AMBON, MalukuPost.com – Narasi fitnah dan serangan personal di ruang digital terhadap Gubernur Maluku Hendrik Lewerissa dinilai mulai berhadapan langsung dengan fakta lapangan serta capaian kerja pemerintahan yang kini berjalan.

Pandangan itu disampaikan Dr. Hobarth Williams Soselisa, S.Sos., M.Si, dalam opini bertajuk Ketika Fitnah Dipaksa Berhadapan dengan Fakta, yang menyoroti dinamika ruang publik Maluku beberapa bulan terakhir.

Menurut Hobarth, selama ini serangan terhadap gubernur banyak dimainkan melalui akun anonim di media sosial dengan menyebarkan tudingan, provokasi, hingga narasi bernuansa SARA. Namun dalam dua pekan terakhir, situasi mulai berubah ketika sejumlah pihak yang diduga menyebarkan fitnah mulai dimintai pertanggungjawaban oleh aparat penegak hukum.

“Ruang digital bukan wilayah tanpa batas. Kebebasan berpendapat tidak sama dengan kebebasan menghina, memfitnah, atau memecah belah masyarakat,” ujarnya, Jumat (24/4/2026).

Ia menilai, di tengah serangan tersebut, Hendrik Lewerissa justru memilih fokus bekerja dan menjawab kritik dengan langkah konkret. Sejumlah agenda strategis pemerintah daerah disebut terus berjalan, mulai dari penguatan layanan dasar, pendidikan, kesehatan, perlindungan sosial, hingga perencanaan pembangunan daerah.

Hobarth juga menyoroti pelaksanaan Musrenbang 2026 yang dipimpin langsung gubernur sebagai bukti komitmen mempercepat pembangunan di tengah keterbatasan fiskal daerah.

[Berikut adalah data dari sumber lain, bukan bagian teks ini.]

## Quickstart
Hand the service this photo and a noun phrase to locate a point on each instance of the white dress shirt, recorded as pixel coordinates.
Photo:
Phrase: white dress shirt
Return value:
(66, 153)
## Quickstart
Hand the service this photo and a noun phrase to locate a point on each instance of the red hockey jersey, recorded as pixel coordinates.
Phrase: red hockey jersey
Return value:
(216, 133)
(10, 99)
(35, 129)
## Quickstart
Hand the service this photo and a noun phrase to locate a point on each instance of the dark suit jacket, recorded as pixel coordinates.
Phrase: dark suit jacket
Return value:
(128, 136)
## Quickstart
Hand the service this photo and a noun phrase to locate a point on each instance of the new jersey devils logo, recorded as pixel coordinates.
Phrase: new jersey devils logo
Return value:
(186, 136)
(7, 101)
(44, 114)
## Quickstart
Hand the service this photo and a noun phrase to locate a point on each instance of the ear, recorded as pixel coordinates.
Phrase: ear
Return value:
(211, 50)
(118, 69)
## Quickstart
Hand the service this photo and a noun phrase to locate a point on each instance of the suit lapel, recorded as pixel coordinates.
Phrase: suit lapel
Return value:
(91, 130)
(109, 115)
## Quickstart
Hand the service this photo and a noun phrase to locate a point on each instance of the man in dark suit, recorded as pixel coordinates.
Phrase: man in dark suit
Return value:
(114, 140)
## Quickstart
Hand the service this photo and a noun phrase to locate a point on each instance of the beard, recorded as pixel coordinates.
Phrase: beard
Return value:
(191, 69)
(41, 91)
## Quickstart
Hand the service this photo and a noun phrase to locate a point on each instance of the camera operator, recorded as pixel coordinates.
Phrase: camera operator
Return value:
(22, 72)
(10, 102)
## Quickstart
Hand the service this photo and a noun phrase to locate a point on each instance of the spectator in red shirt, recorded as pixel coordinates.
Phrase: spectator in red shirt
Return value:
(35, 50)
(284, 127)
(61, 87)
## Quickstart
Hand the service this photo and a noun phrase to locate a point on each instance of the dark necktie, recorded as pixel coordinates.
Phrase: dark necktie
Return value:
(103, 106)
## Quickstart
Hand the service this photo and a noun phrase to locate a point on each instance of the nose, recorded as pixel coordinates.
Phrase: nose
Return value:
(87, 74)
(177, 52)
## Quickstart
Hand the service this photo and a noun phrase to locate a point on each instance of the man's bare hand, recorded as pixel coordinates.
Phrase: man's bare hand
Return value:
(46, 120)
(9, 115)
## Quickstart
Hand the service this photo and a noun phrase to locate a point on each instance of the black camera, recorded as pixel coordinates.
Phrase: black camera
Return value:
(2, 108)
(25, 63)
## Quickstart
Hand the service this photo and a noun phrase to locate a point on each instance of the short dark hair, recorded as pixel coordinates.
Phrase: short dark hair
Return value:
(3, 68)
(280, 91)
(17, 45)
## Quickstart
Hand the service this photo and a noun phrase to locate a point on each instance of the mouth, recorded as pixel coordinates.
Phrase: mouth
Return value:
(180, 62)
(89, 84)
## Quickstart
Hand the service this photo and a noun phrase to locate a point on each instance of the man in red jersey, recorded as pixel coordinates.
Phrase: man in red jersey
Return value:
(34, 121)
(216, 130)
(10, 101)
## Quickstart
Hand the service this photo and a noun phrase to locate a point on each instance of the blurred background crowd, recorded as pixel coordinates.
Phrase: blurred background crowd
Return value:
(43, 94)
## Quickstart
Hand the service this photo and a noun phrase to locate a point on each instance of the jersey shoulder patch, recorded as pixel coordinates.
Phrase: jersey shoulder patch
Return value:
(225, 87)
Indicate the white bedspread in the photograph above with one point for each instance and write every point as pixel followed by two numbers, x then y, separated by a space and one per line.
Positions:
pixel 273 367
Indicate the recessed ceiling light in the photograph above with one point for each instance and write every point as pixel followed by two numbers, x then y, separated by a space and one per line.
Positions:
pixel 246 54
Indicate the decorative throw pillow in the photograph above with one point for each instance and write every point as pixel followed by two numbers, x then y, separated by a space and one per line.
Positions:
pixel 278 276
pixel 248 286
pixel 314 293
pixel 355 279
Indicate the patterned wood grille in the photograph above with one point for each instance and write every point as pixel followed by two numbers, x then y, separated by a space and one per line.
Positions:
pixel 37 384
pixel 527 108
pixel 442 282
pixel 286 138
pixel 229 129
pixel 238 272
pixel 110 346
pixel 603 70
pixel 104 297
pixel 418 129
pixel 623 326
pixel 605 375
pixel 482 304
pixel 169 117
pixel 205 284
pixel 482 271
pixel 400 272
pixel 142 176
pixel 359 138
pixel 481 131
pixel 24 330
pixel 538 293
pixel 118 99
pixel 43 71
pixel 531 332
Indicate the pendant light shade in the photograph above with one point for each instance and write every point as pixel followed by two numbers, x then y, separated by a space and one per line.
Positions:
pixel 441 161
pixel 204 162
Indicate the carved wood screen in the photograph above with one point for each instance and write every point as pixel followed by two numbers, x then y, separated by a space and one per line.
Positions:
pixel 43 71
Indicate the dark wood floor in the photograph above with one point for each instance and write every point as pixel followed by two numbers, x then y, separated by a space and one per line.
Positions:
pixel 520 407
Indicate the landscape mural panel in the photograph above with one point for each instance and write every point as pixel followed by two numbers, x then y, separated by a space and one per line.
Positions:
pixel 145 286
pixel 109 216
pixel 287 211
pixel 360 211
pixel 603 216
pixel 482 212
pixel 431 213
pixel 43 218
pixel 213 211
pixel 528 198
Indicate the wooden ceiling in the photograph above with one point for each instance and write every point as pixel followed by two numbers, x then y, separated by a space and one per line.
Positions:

Selain itu, perhatian terhadap ketahanan pangan, pengembangan pangan lokal, serta hilirisasi komoditas pertanian dinilai menunjukkan arah kebijakan yang menyentuh kepentingan masyarakat kecil, terutama petani dan nelayan.

“Ketika sebagian orang sibuk membangun narasi kebencian, pemerintah justru bekerja menyiapkan program,” katanya.

Dalam opininya, Hobarth turut mengkritik pihak-pihak yang mengatasnamakan intelektual namun dianggap membiarkan atau membenarkan praktik fitnah atas nama kebebasan berekspresi. Menurut dia, kaum intelektual seharusnya berpijak pada data, argumentasi, dan etika publik.

Ia menegaskan kritik terhadap pemerintah adalah hal wajar dalam demokrasi, namun harus disampaikan secara objektif dan tidak menjurus pada pembunuhan karakter maupun isu identitas.

Lebih jauh, Hobarth mengajak seluruh masyarakat Maluku menjaga ruang publik tetap sehat dan menjauhi budaya fitnah yang dapat merusak persaudaraan di daerah yang memiliki sejarah sensitif terhadap konflik sosial.

“Masyarakat perlu memilih berdiri bersama fakta dan kebenaran, bukan terus memelihara kebohongan,” tandasnya.